También se luce el elenco, integrado por Santiago Rosso, el pianista que aprende y enseña; Lucía Silva, la joven soprano Sophie de Palma; Lucila Gandolfo, la soprano de voz maravillosa Sharon Graham, y Marcelo Gómez, el tenor Anthony Candolino, de voz contundente. Es muy buena la interpretación de Hugo Argüello, un utilero casi de antología.

Y ella, la gran Norma Aleandro. Cuando habla, en seguida se sabe que se está frente a una actriz de teatro. Lo demuestra con la proyección de voz y los modos de articulación, que le permiten volcar sus parlamentos con fluidez y naturalidad. No es lo único destacable.

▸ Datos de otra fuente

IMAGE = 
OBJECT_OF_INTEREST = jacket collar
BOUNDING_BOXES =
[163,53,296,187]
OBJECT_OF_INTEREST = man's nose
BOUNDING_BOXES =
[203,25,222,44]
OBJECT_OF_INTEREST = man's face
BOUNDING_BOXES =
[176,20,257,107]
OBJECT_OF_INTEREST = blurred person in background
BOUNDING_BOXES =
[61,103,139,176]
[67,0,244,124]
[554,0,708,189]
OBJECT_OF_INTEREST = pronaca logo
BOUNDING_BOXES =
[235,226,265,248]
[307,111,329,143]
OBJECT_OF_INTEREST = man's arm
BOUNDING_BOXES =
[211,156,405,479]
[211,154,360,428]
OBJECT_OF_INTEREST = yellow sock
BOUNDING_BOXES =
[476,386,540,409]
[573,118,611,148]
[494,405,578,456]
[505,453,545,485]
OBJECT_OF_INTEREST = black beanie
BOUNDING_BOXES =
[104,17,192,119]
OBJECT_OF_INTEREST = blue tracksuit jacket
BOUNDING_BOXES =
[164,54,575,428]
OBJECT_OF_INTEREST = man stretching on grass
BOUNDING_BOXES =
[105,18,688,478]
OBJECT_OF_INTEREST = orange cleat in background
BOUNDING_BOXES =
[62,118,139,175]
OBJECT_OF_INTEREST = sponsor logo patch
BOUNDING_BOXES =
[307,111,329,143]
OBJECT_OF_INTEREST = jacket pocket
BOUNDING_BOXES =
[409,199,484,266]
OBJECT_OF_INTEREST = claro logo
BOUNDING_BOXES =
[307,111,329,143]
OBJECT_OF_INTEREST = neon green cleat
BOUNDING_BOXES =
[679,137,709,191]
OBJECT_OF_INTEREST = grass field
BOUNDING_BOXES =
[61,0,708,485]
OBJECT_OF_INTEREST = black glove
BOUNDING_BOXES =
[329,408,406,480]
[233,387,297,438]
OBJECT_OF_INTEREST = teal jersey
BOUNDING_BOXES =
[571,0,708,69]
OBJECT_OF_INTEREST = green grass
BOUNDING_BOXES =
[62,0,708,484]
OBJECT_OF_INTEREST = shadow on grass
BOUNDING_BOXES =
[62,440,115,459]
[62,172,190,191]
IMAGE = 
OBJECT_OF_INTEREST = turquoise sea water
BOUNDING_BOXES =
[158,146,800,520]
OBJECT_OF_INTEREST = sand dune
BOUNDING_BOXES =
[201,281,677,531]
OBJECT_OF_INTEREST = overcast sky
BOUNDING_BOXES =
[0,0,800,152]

En su composición de María Callas, hay pasión y entrega hasta alcanzar una apabullante dosis de dramaticidad que la hace acreedora de la larga ovación que recibió. Como entonces, como siempre y tal vez mejor que nunca, Aleandro hace de la actuación un fenómeno mágico. Por imposible. Porque nadie -excepto ella; el espectador está ahí para comprobarlo- podría transitar, con ese espíritu especial, los dolorosos vericuetos de una mujer golpeada por la vida y entregada con desmedida pasión al arte, a su arte, que es el de todos nosotros. Esta actriz excepcional sólo actúa. Y dicta cátedra. Y ahí estamos nosotros, que queremos ser sus mejores alumnos.